With everything in place for an unprecedented summer of growth and expansion, it appears as though the Federal Reserve is going to let things run hot based on the idea that the increase in prices is transitory and the definition of substantial further progress is known only to them. So, while we’re getting back out into the world, spending pent up cash and reuniting with loved ones, the markets will wait. Wait for clarity on inflation. Wait to determine where the labor market is headed. And wait for the Federal Reserve to take action in the coming months and years.

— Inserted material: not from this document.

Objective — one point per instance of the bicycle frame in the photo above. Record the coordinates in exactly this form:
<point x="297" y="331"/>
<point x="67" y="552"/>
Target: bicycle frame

This material is for informational purposes and is prepared by Diamond Hill Capital Management. The opinions expressed are as of the date of publication and are subject to change. These opinions are not intended to be a forecast of future events, the guarantee of future results or investment advice. Reliance upon this information is in the sole discretion of the reader. Investing involves risk, including the possible loss of principal.